Despite being built by immigrants, the United States has a long and complicated relationship with languages other than English (and sometimes with English, too). Modern education, however, has always placed value on studying the world’s languages. Just ask any high school freshman trying to make the grade in a Spanish I class.
Currently, more and more private and charter schools are offering dual lingual education as early as preschool. These are not simply classes taught once a day. Instead, some schools offer a full immersion curriculum that, in many cases, mirrors the immigrant experience of speaking one language at home and another at school. Others offer a fifty-fifty split between English and a second language. During a presentation in January on reading in a bilingual environment, Christophe Bonnet, head of school at the French American School of Rhode Island (FASRI), spoke about the benefits of “re-wiring” a child’s brain prior to first grade so that a second language becomes intuitive and he or she doesn’t recognize any transition. “We teach the skills, not in isolation, but in project-based learning,” Bonnet says. In preschool and kindergarten, this cross-lingual skill transfer takes place before students even learn to read.
At Pawtucket’s International Charter School, students are offered either a Spanish or Portuguese curriculum track. The school practices a “half-day-to-half-day” model, alternating between a half day of English and a half day of a second language, every day of the week. Although this differs from FASRI’s practices, the goals and outcomes are the same: problem-solving skills are enhanced, and students gain an increased awareness of other cultures and points of view.
The benefits of bilingualism don’t stop at graduation. The Washington Post, in an article published in December titled “The Surprising Thing Google Learned About Its Employees – and What It Means for Today’s Students,” outlined the results of Google’s Project Oxygen on employee success. While the study did not directly reference a second language as a necessary trait, the skills acquired through early-childhood bilingualism – problem solving and an increased awareness of others – were highlighted as crucial to the company. The results of Google’s study also happen to uphold the long-standing research from The American Council on the Teaching of Foreign Languages on the benefits of bilingualism.
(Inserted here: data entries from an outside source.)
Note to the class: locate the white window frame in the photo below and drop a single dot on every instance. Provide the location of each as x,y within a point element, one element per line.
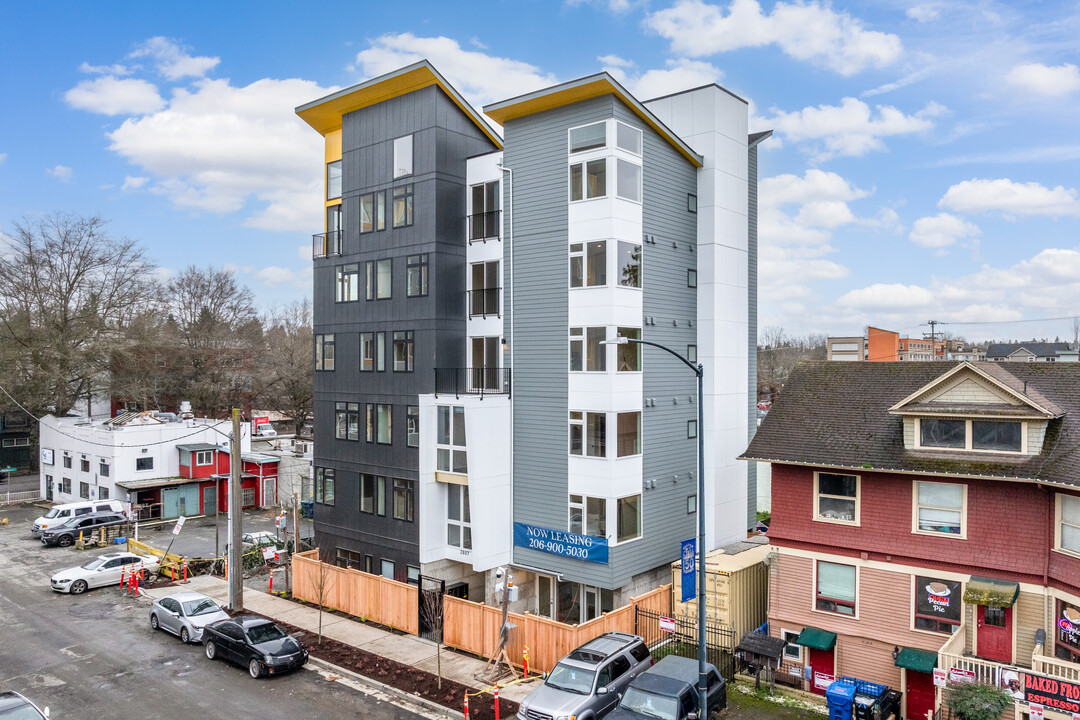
<point>963,512</point>
<point>817,505</point>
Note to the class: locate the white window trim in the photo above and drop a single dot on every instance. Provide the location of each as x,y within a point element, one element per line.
<point>933,533</point>
<point>968,437</point>
<point>859,496</point>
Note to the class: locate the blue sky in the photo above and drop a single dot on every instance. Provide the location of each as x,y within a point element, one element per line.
<point>923,163</point>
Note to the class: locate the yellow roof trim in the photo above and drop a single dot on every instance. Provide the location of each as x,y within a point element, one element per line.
<point>584,90</point>
<point>325,113</point>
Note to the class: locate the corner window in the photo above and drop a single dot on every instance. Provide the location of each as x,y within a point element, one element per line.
<point>836,498</point>
<point>403,157</point>
<point>836,588</point>
<point>940,507</point>
<point>334,179</point>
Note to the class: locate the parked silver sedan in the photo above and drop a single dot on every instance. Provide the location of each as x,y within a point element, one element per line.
<point>185,614</point>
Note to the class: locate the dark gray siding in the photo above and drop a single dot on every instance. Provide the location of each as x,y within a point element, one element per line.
<point>443,139</point>
<point>536,150</point>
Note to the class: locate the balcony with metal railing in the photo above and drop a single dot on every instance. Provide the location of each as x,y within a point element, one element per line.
<point>484,302</point>
<point>472,381</point>
<point>324,244</point>
<point>484,226</point>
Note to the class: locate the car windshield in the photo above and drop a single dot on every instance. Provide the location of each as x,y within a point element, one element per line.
<point>571,678</point>
<point>649,704</point>
<point>200,607</point>
<point>265,633</point>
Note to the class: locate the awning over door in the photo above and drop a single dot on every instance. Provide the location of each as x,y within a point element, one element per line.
<point>990,592</point>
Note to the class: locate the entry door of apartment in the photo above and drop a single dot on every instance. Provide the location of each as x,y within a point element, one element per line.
<point>995,634</point>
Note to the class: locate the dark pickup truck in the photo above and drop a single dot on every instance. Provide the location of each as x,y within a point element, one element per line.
<point>669,691</point>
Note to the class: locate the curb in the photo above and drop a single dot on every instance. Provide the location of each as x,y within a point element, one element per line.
<point>390,690</point>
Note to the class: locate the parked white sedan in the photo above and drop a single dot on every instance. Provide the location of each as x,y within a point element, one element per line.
<point>103,570</point>
<point>185,614</point>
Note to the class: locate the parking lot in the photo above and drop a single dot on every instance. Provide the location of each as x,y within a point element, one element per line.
<point>95,655</point>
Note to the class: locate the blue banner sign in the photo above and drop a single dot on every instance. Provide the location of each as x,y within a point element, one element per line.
<point>561,542</point>
<point>689,567</point>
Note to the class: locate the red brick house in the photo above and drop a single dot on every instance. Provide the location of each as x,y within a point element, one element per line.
<point>926,517</point>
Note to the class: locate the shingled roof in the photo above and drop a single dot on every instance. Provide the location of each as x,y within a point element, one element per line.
<point>836,415</point>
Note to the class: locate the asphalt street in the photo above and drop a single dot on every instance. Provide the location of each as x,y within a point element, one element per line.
<point>95,655</point>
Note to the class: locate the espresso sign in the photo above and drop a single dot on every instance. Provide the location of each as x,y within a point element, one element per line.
<point>937,598</point>
<point>1051,692</point>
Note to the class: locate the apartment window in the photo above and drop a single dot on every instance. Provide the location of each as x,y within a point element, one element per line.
<point>348,283</point>
<point>404,500</point>
<point>589,179</point>
<point>403,351</point>
<point>334,179</point>
<point>629,514</point>
<point>836,498</point>
<point>383,415</point>
<point>403,205</point>
<point>458,517</point>
<point>379,277</point>
<point>416,275</point>
<point>629,263</point>
<point>836,587</point>
<point>937,605</point>
<point>324,486</point>
<point>630,354</point>
<point>403,157</point>
<point>630,434</point>
<point>588,137</point>
<point>324,352</point>
<point>589,516</point>
<point>413,426</point>
<point>628,138</point>
<point>450,452</point>
<point>940,507</point>
<point>628,180</point>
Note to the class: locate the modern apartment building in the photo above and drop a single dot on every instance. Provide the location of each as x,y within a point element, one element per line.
<point>469,413</point>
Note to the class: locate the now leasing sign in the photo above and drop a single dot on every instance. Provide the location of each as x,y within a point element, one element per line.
<point>561,542</point>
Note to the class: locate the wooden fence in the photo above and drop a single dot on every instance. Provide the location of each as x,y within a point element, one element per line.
<point>474,627</point>
<point>359,594</point>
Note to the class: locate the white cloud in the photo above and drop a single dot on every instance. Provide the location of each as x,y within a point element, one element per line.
<point>62,173</point>
<point>1009,198</point>
<point>172,60</point>
<point>809,31</point>
<point>851,128</point>
<point>942,230</point>
<point>481,77</point>
<point>1040,79</point>
<point>113,96</point>
<point>678,76</point>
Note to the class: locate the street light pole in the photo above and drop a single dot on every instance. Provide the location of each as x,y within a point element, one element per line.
<point>700,371</point>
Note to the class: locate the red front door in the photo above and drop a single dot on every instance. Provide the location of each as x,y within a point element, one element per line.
<point>920,695</point>
<point>995,634</point>
<point>821,663</point>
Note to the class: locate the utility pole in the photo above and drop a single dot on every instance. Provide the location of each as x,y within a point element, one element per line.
<point>235,520</point>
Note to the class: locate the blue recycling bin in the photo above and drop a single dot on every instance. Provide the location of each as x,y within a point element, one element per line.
<point>840,696</point>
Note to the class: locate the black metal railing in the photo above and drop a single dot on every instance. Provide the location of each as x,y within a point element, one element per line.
<point>484,302</point>
<point>472,380</point>
<point>484,226</point>
<point>326,243</point>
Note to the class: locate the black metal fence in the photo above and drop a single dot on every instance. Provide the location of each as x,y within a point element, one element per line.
<point>683,639</point>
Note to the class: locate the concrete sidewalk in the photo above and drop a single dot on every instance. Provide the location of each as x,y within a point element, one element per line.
<point>406,649</point>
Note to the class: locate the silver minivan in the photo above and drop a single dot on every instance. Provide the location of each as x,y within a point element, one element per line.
<point>588,683</point>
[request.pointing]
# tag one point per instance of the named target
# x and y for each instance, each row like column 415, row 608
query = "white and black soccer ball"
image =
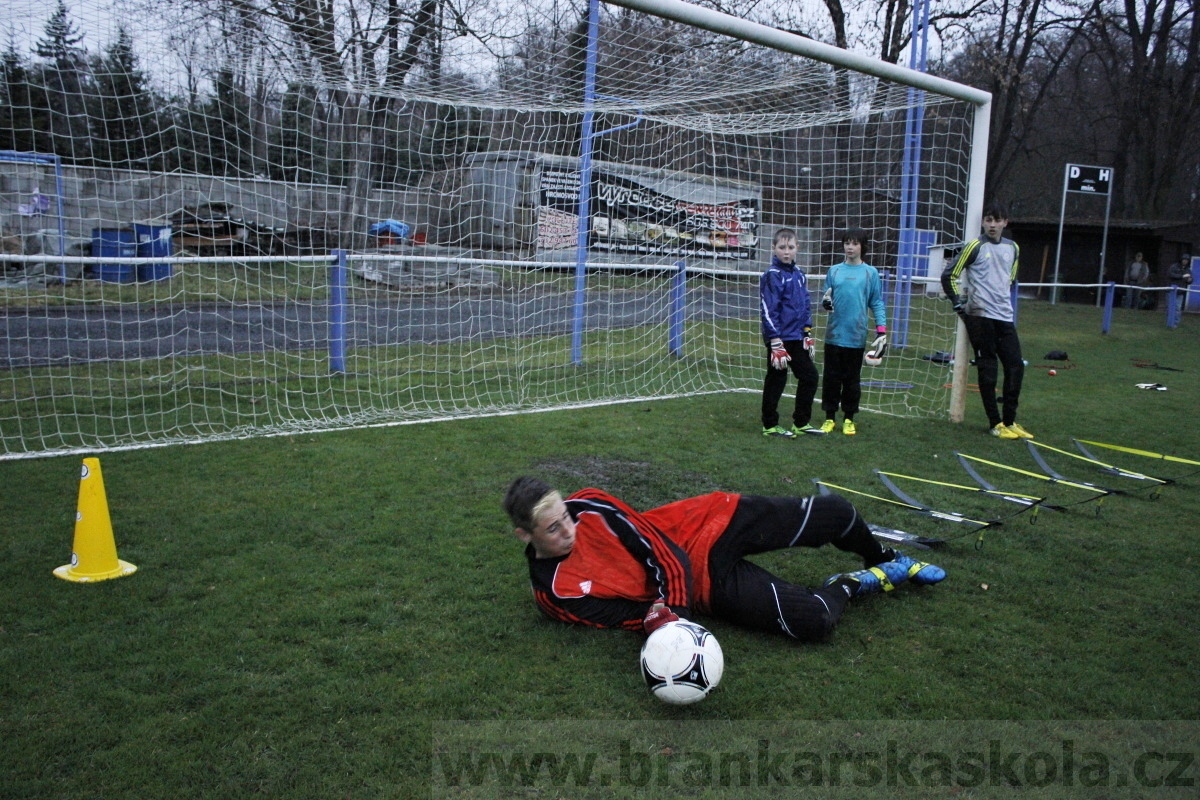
column 682, row 662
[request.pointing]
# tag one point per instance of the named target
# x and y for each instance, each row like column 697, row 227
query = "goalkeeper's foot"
column 783, row 433
column 919, row 572
column 871, row 581
column 1002, row 431
column 1020, row 432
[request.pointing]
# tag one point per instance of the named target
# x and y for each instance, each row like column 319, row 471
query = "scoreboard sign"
column 1089, row 180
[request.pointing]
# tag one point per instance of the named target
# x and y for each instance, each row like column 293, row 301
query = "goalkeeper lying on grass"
column 597, row 561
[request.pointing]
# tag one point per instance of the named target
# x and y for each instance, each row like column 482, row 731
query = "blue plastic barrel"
column 154, row 241
column 114, row 242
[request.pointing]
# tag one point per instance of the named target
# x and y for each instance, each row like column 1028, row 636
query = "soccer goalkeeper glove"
column 779, row 356
column 874, row 355
column 658, row 617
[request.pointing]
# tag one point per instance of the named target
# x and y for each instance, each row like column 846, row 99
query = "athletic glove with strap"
column 874, row 355
column 658, row 617
column 779, row 356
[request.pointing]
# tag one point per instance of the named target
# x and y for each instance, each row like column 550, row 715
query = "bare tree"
column 1157, row 101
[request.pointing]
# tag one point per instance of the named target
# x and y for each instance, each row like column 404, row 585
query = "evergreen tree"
column 18, row 118
column 125, row 116
column 63, row 85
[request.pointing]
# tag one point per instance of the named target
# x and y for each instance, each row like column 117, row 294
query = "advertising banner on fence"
column 653, row 212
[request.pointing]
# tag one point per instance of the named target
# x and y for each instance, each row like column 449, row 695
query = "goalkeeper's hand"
column 658, row 617
column 874, row 356
column 779, row 356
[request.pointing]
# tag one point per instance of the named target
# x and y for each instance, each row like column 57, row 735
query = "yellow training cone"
column 94, row 555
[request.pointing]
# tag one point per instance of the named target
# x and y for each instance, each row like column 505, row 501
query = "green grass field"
column 313, row 613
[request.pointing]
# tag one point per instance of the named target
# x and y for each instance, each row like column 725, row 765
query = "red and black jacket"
column 624, row 561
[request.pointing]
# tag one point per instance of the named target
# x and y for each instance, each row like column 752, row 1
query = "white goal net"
column 225, row 221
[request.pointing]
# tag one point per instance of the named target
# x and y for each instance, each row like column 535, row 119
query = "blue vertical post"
column 337, row 313
column 1107, row 320
column 581, row 236
column 910, row 179
column 678, row 302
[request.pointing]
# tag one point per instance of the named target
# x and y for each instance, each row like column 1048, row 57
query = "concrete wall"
column 114, row 198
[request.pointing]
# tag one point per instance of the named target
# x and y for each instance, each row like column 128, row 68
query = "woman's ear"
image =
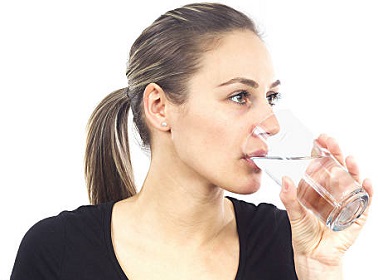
column 154, row 102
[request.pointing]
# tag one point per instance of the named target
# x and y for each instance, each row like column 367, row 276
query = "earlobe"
column 154, row 101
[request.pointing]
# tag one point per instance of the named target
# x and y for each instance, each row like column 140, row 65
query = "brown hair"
column 168, row 53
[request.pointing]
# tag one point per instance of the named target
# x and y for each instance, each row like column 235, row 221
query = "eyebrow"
column 247, row 82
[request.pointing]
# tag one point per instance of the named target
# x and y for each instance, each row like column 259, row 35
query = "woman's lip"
column 252, row 164
column 258, row 153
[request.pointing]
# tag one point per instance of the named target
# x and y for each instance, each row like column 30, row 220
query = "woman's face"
column 233, row 90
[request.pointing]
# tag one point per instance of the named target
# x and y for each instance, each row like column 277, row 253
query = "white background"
column 58, row 59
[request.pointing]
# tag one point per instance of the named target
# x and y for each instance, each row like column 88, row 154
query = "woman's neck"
column 180, row 206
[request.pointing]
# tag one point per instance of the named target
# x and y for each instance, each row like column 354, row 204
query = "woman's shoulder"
column 250, row 209
column 264, row 218
column 81, row 217
column 50, row 242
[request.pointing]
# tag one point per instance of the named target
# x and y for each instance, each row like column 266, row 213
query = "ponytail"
column 108, row 169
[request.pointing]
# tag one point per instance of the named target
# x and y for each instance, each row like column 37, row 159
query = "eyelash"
column 272, row 98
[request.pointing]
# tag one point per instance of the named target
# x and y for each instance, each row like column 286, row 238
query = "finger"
column 368, row 187
column 322, row 139
column 288, row 197
column 335, row 150
column 352, row 167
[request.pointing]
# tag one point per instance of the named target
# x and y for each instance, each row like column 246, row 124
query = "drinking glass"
column 281, row 145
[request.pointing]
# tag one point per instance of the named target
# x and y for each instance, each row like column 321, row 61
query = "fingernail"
column 285, row 185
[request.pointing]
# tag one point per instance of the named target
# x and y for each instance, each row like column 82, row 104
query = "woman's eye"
column 240, row 98
column 273, row 98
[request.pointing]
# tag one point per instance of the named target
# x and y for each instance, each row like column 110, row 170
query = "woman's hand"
column 318, row 251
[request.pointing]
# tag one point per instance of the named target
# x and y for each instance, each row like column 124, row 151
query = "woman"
column 199, row 79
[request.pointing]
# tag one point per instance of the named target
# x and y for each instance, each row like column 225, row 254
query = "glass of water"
column 281, row 145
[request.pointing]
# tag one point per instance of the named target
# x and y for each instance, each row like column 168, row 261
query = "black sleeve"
column 41, row 251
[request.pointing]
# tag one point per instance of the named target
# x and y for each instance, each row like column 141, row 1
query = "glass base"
column 349, row 210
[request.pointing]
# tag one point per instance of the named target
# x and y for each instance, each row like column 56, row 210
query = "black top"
column 77, row 245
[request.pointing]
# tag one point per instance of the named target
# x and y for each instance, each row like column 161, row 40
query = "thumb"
column 288, row 196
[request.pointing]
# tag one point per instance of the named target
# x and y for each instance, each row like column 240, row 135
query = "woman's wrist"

Corporate interest from companies like Google could actually be favorable for early-childhood multilingual education. Knowing that those skills are valued in the technological marketplace alongside STEAM (Science, Technology, Engineering, Arts, and Mathematics) could mean greater enrollment, and an increase in funding for public school programs like Providence’s Leviton Dual Language School, which uses the fifty-fifty approach, and where over 80 percent of students come from homes in which Spanish is the primary language. In any case, to recognize the successful pedagogy of multilingual education is to recognize the importance of language, both native and acquired.